La Corée du Sud répond à la pénurie de main-d'œuvre dans l'industrie des semi-conducteurs par un nouveau modèle de formation. Des cours intensifs spécifiques, inspirés des "Cram Schools" répandues en Corée du Sud, doivent former en quelques mois des travailleurs qualifiés pour la production de puces. Ces programmes s'adressent aux personnes en reconversion et aux diplômés universitaires.
Le gouvernement sud-coréen et les principaux fabricants de puces, comme Samsung et SK Hynix, ont développé cette initiative ensemble. L'objectif est de pallier le manque critique de personnel qualifié dans un secteur clé pour l'économie sud-coréenne. L'industrie des semi-conducteurs représente environ un cinquième des exportations du pays.
Programmes de formation condensés
Les cours intensifs durent entre trois et six mois. Ils se concentrent sur les compétences pratiques en fabrication de puces. Contrairement aux programmes académiques classiques, ils misent sur des connaissances condensées et une application directe. Les participants apprennent des processus comme la lithographie, la gravure et le contrôle qualité.
Les représentants du secteur estiment le besoin en personnel qualifié supplémentaire à plusieurs dizaines de milliers de personnes pour les années à venir. La concurrence mondiale pour l'expertise en semi-conducteurs s'intensifie. Parallèlement, la demande de puces pour l'intelligence artificielle, l'électromobilité et la technologie 5G augmente.
Le secteur technologique suisse sous pression
La Suisse connaît également une pénurie croissante de main-d'œuvre qualifiée dans le domaine technologique, bien que dans d'autres segments. Selon le Secrétariat d'État à l'économie (SECO), les professions techniques font partie des métiers en pénurie. Le développement logiciel, la cybersécurité et l'ingénierie sont particulièrement touchés.
Les entreprises suisses s'appuient traditionnellement sur la formation professionnelle duale et l'enseignement supérieur. Les programmes intensifs sur le modèle sud-coréen sont encore rares. Des prestataires privés proposent des bootcamps de codage. Cependant, une initiative coordonnée par l'État pour les domaines technologiques spécialisés fait défaut.

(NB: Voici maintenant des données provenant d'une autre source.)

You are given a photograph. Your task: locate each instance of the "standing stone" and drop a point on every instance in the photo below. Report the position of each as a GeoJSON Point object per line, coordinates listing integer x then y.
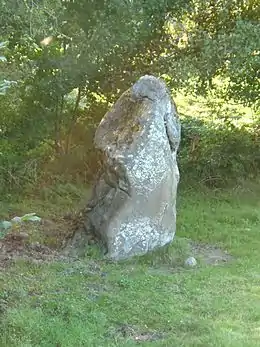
{"type": "Point", "coordinates": [132, 209]}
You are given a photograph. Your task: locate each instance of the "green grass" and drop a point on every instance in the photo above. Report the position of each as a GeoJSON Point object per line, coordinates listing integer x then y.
{"type": "Point", "coordinates": [97, 303]}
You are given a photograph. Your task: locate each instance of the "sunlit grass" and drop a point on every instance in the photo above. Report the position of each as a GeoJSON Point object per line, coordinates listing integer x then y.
{"type": "Point", "coordinates": [86, 303]}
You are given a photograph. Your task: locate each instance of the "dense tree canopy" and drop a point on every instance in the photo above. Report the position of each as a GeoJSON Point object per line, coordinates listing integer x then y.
{"type": "Point", "coordinates": [64, 62]}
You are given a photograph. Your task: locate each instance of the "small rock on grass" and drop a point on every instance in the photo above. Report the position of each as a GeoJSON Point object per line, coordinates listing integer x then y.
{"type": "Point", "coordinates": [190, 262]}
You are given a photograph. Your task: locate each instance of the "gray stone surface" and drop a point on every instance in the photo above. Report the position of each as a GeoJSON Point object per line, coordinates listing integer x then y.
{"type": "Point", "coordinates": [132, 209]}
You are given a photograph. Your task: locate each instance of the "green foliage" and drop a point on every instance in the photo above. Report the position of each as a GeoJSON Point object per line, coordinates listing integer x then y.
{"type": "Point", "coordinates": [71, 59]}
{"type": "Point", "coordinates": [96, 303]}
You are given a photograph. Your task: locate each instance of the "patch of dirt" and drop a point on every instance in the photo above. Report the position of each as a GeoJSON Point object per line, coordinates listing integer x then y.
{"type": "Point", "coordinates": [21, 243]}
{"type": "Point", "coordinates": [136, 334]}
{"type": "Point", "coordinates": [209, 254]}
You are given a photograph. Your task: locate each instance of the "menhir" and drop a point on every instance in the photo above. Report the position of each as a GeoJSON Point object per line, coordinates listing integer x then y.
{"type": "Point", "coordinates": [133, 204]}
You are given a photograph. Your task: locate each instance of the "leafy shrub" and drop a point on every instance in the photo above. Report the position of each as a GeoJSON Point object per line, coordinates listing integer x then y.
{"type": "Point", "coordinates": [218, 152]}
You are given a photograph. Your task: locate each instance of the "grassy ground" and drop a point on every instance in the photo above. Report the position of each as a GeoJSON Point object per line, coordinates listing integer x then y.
{"type": "Point", "coordinates": [153, 300]}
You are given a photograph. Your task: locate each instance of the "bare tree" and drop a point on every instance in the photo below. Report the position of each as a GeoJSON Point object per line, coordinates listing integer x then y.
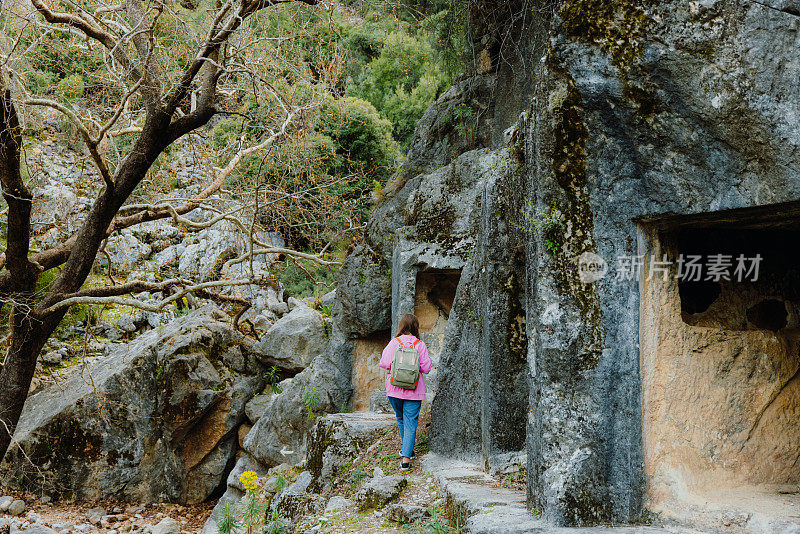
{"type": "Point", "coordinates": [157, 103]}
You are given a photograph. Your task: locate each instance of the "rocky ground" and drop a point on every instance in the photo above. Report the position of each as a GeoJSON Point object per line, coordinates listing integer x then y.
{"type": "Point", "coordinates": [33, 515]}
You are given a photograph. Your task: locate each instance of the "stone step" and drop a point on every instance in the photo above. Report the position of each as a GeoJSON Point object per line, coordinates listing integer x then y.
{"type": "Point", "coordinates": [483, 507]}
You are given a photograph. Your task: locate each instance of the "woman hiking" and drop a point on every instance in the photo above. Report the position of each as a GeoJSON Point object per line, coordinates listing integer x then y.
{"type": "Point", "coordinates": [407, 358]}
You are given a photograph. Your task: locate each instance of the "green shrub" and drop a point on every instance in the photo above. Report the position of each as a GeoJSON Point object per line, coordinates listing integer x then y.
{"type": "Point", "coordinates": [70, 88]}
{"type": "Point", "coordinates": [40, 82]}
{"type": "Point", "coordinates": [402, 82]}
{"type": "Point", "coordinates": [362, 141]}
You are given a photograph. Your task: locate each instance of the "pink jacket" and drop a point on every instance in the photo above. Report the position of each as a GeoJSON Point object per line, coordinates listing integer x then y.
{"type": "Point", "coordinates": [425, 365]}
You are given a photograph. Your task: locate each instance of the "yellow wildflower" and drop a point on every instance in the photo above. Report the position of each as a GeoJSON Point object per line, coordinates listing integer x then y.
{"type": "Point", "coordinates": [249, 480]}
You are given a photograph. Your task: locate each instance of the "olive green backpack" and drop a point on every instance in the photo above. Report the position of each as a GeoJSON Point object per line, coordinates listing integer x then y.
{"type": "Point", "coordinates": [405, 366]}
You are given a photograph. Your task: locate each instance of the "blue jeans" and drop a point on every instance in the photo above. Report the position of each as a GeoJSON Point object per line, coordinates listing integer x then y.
{"type": "Point", "coordinates": [407, 413]}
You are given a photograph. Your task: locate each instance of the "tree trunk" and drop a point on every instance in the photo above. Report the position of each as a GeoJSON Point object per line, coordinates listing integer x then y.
{"type": "Point", "coordinates": [26, 339]}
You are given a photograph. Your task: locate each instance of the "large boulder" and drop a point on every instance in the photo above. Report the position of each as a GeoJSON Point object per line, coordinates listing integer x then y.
{"type": "Point", "coordinates": [295, 339]}
{"type": "Point", "coordinates": [125, 252]}
{"type": "Point", "coordinates": [379, 491]}
{"type": "Point", "coordinates": [156, 420]}
{"type": "Point", "coordinates": [339, 438]}
{"type": "Point", "coordinates": [281, 433]}
{"type": "Point", "coordinates": [363, 303]}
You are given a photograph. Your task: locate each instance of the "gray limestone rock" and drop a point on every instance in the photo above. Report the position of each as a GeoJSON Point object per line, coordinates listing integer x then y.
{"type": "Point", "coordinates": [294, 340]}
{"type": "Point", "coordinates": [170, 412]}
{"type": "Point", "coordinates": [405, 513]}
{"type": "Point", "coordinates": [338, 439]}
{"type": "Point", "coordinates": [337, 503]}
{"type": "Point", "coordinates": [17, 507]}
{"type": "Point", "coordinates": [281, 433]}
{"type": "Point", "coordinates": [295, 505]}
{"type": "Point", "coordinates": [379, 491]}
{"type": "Point", "coordinates": [363, 293]}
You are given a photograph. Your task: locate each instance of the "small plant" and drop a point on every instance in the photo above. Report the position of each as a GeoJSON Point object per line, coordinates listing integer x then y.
{"type": "Point", "coordinates": [273, 379]}
{"type": "Point", "coordinates": [275, 524]}
{"type": "Point", "coordinates": [250, 515]}
{"type": "Point", "coordinates": [357, 476]}
{"type": "Point", "coordinates": [547, 224]}
{"type": "Point", "coordinates": [310, 399]}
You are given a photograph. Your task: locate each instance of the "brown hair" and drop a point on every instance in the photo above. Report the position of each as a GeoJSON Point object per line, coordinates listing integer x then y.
{"type": "Point", "coordinates": [409, 324]}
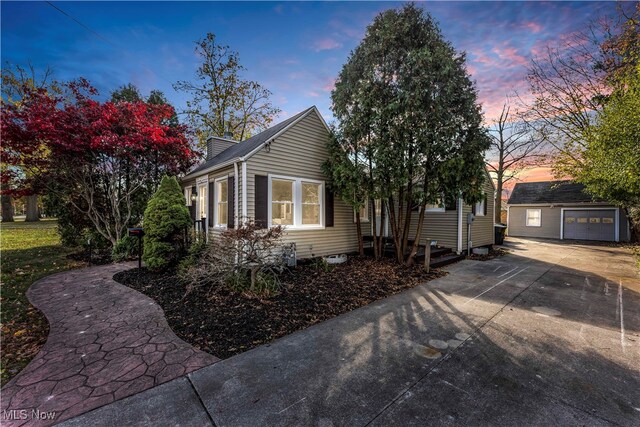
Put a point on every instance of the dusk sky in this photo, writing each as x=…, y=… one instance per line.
x=294, y=49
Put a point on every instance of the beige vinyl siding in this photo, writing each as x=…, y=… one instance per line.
x=550, y=218
x=482, y=229
x=440, y=226
x=299, y=153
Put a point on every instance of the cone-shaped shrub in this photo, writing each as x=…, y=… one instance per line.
x=165, y=220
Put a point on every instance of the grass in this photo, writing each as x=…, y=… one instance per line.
x=29, y=251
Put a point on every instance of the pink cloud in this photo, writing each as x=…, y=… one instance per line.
x=511, y=54
x=329, y=85
x=534, y=27
x=326, y=44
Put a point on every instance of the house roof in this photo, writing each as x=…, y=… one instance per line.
x=246, y=147
x=552, y=192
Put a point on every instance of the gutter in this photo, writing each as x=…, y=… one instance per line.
x=235, y=196
x=460, y=207
x=244, y=191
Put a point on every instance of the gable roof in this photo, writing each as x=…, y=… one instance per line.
x=248, y=146
x=551, y=192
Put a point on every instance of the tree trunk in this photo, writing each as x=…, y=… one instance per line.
x=416, y=242
x=498, y=201
x=374, y=228
x=7, y=208
x=359, y=231
x=32, y=208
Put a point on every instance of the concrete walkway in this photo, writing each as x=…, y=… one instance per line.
x=548, y=335
x=106, y=342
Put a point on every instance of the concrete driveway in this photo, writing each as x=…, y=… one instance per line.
x=548, y=335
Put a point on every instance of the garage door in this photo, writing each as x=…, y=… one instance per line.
x=590, y=225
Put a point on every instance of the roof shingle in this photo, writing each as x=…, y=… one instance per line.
x=552, y=192
x=247, y=146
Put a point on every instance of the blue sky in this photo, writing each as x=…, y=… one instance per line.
x=294, y=49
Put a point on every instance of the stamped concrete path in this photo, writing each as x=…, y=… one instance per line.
x=106, y=342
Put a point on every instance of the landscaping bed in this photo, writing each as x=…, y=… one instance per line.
x=224, y=322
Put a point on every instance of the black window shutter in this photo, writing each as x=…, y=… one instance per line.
x=328, y=207
x=261, y=202
x=231, y=202
x=211, y=198
x=450, y=205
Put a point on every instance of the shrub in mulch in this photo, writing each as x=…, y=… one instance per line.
x=223, y=322
x=493, y=253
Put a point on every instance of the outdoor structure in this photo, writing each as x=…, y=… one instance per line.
x=563, y=210
x=275, y=177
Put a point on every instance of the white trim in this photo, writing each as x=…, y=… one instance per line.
x=616, y=231
x=526, y=217
x=566, y=204
x=236, y=220
x=216, y=210
x=244, y=191
x=459, y=207
x=297, y=202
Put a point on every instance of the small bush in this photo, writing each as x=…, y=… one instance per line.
x=125, y=249
x=246, y=259
x=165, y=220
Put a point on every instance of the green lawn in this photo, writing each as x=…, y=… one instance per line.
x=29, y=252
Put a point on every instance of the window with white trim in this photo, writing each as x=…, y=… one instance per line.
x=533, y=218
x=202, y=201
x=436, y=207
x=222, y=202
x=364, y=213
x=296, y=202
x=480, y=207
x=310, y=203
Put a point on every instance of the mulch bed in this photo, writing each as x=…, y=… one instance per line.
x=98, y=257
x=226, y=323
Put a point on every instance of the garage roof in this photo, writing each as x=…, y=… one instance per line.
x=551, y=192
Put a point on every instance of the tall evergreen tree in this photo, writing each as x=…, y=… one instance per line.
x=406, y=97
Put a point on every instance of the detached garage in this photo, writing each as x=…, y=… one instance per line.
x=562, y=210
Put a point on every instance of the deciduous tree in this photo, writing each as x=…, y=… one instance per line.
x=514, y=147
x=222, y=100
x=93, y=155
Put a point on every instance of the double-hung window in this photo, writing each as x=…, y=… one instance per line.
x=480, y=206
x=296, y=202
x=221, y=202
x=202, y=201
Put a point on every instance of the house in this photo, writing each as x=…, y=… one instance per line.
x=275, y=177
x=563, y=210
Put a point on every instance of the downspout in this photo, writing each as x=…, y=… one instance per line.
x=244, y=191
x=460, y=206
x=235, y=200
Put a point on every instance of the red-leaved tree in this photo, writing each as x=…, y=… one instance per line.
x=100, y=158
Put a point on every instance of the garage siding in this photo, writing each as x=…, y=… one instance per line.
x=550, y=219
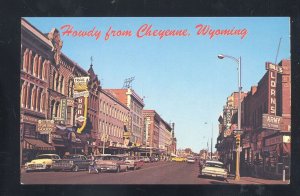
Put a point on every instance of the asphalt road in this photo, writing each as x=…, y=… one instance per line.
x=150, y=173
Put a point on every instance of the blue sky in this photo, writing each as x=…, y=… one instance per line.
x=181, y=77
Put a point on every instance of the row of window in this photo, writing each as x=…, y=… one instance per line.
x=112, y=111
x=111, y=129
x=32, y=97
x=35, y=65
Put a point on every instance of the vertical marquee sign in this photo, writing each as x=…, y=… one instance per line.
x=81, y=93
x=270, y=120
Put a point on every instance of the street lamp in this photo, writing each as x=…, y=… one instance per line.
x=238, y=61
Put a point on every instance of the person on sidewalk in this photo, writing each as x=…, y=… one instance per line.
x=92, y=166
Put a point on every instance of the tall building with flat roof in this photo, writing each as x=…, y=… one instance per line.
x=135, y=122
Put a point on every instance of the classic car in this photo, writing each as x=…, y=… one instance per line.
x=134, y=163
x=73, y=162
x=178, y=159
x=110, y=163
x=214, y=169
x=41, y=162
x=145, y=159
x=191, y=160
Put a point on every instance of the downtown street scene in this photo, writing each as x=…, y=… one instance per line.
x=155, y=101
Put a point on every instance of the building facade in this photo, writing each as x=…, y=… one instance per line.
x=266, y=120
x=113, y=118
x=135, y=122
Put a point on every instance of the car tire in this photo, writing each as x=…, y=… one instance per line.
x=75, y=168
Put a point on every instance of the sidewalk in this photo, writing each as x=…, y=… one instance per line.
x=251, y=180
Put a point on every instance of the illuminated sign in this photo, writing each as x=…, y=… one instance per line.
x=81, y=84
x=45, y=126
x=271, y=122
x=273, y=70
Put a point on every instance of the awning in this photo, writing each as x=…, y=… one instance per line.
x=30, y=143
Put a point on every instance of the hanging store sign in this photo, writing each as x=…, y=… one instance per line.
x=273, y=71
x=63, y=107
x=81, y=84
x=45, y=126
x=286, y=139
x=227, y=116
x=70, y=102
x=271, y=122
x=81, y=93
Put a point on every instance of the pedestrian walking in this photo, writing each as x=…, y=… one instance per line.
x=92, y=166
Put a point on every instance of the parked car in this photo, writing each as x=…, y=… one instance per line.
x=214, y=169
x=146, y=159
x=134, y=163
x=191, y=160
x=178, y=159
x=111, y=163
x=73, y=162
x=41, y=162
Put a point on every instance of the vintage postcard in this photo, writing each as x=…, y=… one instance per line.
x=155, y=100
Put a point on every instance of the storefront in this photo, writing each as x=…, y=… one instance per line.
x=33, y=147
x=276, y=155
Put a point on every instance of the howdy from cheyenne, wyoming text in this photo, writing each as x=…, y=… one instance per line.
x=147, y=30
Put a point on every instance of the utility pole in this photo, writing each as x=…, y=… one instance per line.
x=212, y=128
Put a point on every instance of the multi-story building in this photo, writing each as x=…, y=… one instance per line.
x=266, y=121
x=48, y=109
x=158, y=134
x=228, y=123
x=113, y=118
x=136, y=104
x=36, y=59
x=165, y=138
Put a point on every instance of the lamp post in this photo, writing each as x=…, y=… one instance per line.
x=238, y=132
x=211, y=141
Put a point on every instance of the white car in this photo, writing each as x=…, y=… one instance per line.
x=191, y=160
x=214, y=169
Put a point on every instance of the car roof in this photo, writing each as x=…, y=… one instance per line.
x=217, y=162
x=48, y=154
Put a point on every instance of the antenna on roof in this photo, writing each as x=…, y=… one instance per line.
x=278, y=50
x=127, y=82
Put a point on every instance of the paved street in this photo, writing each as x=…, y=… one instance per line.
x=151, y=173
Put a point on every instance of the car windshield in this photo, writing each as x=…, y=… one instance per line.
x=218, y=165
x=45, y=157
x=112, y=158
x=71, y=157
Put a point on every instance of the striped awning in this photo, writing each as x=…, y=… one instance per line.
x=30, y=143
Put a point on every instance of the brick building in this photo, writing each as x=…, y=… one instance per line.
x=266, y=120
x=135, y=122
x=266, y=144
x=113, y=115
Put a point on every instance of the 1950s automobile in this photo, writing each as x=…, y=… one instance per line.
x=41, y=162
x=111, y=163
x=73, y=162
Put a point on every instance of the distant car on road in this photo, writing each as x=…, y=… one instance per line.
x=214, y=169
x=191, y=160
x=178, y=159
x=134, y=163
x=41, y=162
x=73, y=162
x=146, y=159
x=111, y=163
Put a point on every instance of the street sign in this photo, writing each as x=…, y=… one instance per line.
x=45, y=126
x=271, y=122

Critique de la qualification rapide
Les experts mettent en garde contre une formation trop superficielle due aux programmes courts. La production complexe de semi-conducteurs exige une compréhension et une expérience approfondies. Celles-ci ne peuvent pas être acquises en quelques mois. Les critiques craignent une main-d'œuvre à deux vitesses, composée d'ingénieurs formés de manière classique et de travailleurs rapidement qualifiés.
Les partisans, en revanche, affirment que ces programmes ciblent des rôles opérationnels. Ils ne concurrencent pas les formations d'ingénieurs. Ils y voient une réponse pragmatique aux besoins urgents en personnel. L'impact à long terme de l'initiative sud-coréenne se manifestera seulement dans les années à venir.
Pour la Suisse, la question se pose de savoir si des modèles similaires seraient pertinents pour des domaines technologiques spécifiques. Face à la concurrence internationale pour le personnel qualifié, des formats de formation flexibles pourraient prendre de l'importance.